O Brasil também possui interesses importantes em jogo. Como maior economia da região e com aspirações de se tornar uma liderança global, o Brasil não gostaria de ver um cenário de instabilidade com alta capacidade de gerar violência entre seus vizinhos. Por outro lado, a transição na Venezuela pode ser uma excelente oportunidade para o Brasil aumentar sua influência e fazer crescer sua liderança regional. Por mais que Chávez sempre tenha sido tratado por Brasília como aliado, seu “movimento bolivariano” se mostrou por diversas vezes contrário aos interesses brasileiros.
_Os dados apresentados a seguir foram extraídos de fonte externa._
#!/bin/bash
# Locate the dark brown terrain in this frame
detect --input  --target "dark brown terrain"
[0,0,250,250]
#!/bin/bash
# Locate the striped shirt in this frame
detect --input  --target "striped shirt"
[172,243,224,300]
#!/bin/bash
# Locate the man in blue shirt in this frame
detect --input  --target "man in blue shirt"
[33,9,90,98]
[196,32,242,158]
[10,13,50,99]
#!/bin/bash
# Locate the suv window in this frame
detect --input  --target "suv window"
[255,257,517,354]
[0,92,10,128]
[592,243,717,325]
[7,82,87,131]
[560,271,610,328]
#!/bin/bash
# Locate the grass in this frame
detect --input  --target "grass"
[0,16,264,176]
O momento mais claro foi quando, em 2006, o presidente boliviano Evo Morales, outro seguidor de Chávez, decidiu nacionalizar a exploração de petróleo e gás em seu país, causando perdas à Petrobrás e constrangendo a autoridade do governo brasileiro na região. Outro episódio revelador aconteceu em 2008, quando Rafael Correa assinou um decreto expulsando a empreiteira brasileira Odebrecht do Equador.
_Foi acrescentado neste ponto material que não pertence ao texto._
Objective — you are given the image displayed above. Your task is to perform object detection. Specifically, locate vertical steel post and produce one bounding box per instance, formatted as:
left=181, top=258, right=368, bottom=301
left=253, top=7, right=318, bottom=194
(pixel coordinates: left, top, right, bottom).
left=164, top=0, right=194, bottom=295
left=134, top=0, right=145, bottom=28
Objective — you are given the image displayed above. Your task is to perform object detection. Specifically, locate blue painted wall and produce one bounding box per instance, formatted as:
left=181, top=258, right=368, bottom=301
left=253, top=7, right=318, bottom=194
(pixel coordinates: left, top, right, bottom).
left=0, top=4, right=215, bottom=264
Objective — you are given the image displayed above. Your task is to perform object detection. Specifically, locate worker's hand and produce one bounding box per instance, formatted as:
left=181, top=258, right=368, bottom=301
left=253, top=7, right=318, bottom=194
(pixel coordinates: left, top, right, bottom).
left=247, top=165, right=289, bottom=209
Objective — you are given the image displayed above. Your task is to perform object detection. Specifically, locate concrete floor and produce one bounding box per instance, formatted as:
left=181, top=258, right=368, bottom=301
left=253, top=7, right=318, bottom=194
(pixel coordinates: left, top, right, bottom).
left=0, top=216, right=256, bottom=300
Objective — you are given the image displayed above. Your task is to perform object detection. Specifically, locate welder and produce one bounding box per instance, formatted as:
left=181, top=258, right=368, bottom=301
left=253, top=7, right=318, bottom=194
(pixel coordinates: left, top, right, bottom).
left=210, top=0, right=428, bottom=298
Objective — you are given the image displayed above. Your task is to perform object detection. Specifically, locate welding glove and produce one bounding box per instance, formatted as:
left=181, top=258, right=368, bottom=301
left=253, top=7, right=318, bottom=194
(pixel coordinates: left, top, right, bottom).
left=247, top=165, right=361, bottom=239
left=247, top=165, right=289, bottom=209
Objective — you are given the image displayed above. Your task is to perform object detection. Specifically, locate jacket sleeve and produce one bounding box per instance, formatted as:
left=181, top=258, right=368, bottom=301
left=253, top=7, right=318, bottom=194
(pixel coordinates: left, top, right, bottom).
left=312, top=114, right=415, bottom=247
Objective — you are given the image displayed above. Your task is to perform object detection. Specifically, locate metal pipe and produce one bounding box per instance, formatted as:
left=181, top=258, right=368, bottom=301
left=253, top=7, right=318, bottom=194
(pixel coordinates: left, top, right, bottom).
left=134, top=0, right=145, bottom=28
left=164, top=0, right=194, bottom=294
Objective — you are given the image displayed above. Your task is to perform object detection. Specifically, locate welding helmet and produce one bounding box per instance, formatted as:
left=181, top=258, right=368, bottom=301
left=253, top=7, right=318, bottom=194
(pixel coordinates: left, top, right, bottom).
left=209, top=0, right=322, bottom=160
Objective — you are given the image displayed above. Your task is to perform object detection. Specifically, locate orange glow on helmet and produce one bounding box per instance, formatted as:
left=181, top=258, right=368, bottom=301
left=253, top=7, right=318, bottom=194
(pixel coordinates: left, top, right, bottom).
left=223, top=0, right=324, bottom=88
Enquanto países importantes da região tendem para o bolivarianismo de Chávez, como a Argentina, outros ainda apostam em práticas com influências neoliberais, como a Colômbia. A alternativa de consolidar o modelo econômico e político brasileiro como o hegemônico na região seria altamente produtiva para o Brasil acelerar o processo de integração regional sob sua liderança, ainda que dependa de Brasília abandonar a passividade que historicamente marca a diplomacia nacional. No caso de Chávez deixar o poder, há a possibilidade de uma crise política se instalar na Venezuela e, posteriormente, contaminar seus vizinhos. No entanto, há também uma oportunidade para o Brasil estabelecer de forma mais enfática sua posição no continente.